In finite dimensions, the numerical range $$W(T) := \left\{ \frac{x^* T x}{x^* x}: x \in \mathbb{C}^n \setminus \{0\}\right\}$$ of an matrix $T \in \mathbb{C}^{n \times n}$ contains all eigenvalues of $T$.
In infinite dimensions (a complex Hilbert space $(\mathcal{H}, \langle \cdot, \cdot \rangle$) we define the numerical range of a linear continuous operator $T \in L(\mathcal{H})$: $$ W(T) := \{ \langle Tx, x \rangle: \| x \| = 1\}. $$ Let $\sigma(T)$ denote the spectrum of $T$, then we know that $\sigma(T) \subset \overline{W(T)}$ (we actually also have $\sigma(T) \subset W(T)$ in finite dimensions). Does $W(T)$ also contain all eigenvalues in this case or does only $\overline{W(T)}$ contain all eigenvalues?
My ideas: Let $\lambda \in \mathcal{C}$ be an eigenvalue.

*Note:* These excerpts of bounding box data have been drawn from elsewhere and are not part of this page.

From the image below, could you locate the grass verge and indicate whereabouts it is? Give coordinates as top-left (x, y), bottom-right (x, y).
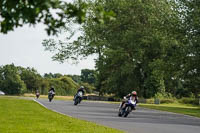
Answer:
top-left (0, 96), bottom-right (122, 133)
top-left (139, 103), bottom-right (200, 117)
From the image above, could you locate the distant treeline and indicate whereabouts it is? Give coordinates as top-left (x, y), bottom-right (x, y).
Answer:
top-left (0, 64), bottom-right (94, 95)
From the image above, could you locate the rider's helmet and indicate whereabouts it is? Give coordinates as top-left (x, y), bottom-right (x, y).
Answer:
top-left (80, 86), bottom-right (84, 89)
top-left (131, 91), bottom-right (137, 96)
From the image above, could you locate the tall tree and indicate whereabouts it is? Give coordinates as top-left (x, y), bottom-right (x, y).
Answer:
top-left (0, 64), bottom-right (26, 95)
top-left (44, 0), bottom-right (187, 97)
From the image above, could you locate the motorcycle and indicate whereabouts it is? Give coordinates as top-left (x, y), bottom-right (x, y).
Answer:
top-left (118, 98), bottom-right (136, 117)
top-left (48, 91), bottom-right (55, 102)
top-left (36, 92), bottom-right (40, 99)
top-left (74, 91), bottom-right (83, 105)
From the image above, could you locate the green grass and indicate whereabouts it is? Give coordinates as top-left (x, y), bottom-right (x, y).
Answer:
top-left (0, 96), bottom-right (122, 133)
top-left (139, 103), bottom-right (200, 117)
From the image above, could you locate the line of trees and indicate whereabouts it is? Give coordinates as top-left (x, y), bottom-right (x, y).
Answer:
top-left (43, 0), bottom-right (200, 98)
top-left (0, 64), bottom-right (94, 95)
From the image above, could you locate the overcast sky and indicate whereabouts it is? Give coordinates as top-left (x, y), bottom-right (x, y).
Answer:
top-left (0, 25), bottom-right (94, 75)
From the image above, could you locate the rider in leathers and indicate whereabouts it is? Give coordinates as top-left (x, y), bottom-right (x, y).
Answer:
top-left (120, 91), bottom-right (138, 110)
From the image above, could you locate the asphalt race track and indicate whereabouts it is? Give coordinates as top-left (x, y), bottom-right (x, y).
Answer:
top-left (36, 99), bottom-right (200, 133)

Then there exists a vector $x \ne 0$ such that $Tx = \lambda x$. Now $\tilde{x} := \frac{1}{\| x \|} x$ has unit norm and we have $$ \langle T \tilde{x}, \tilde{x} \rangle = \frac{1}{\| x \|^2} \langle Tx, x \rangle = | \lambda |. $$
Is my proof correct or do I have to get rid of the absolute value somehow?
Your computation is wrong. $\langle Tx,x \rangle=\lambda \langle x,x \rangle$ so you actually get $\lambda$ instead of $|\lambda|$.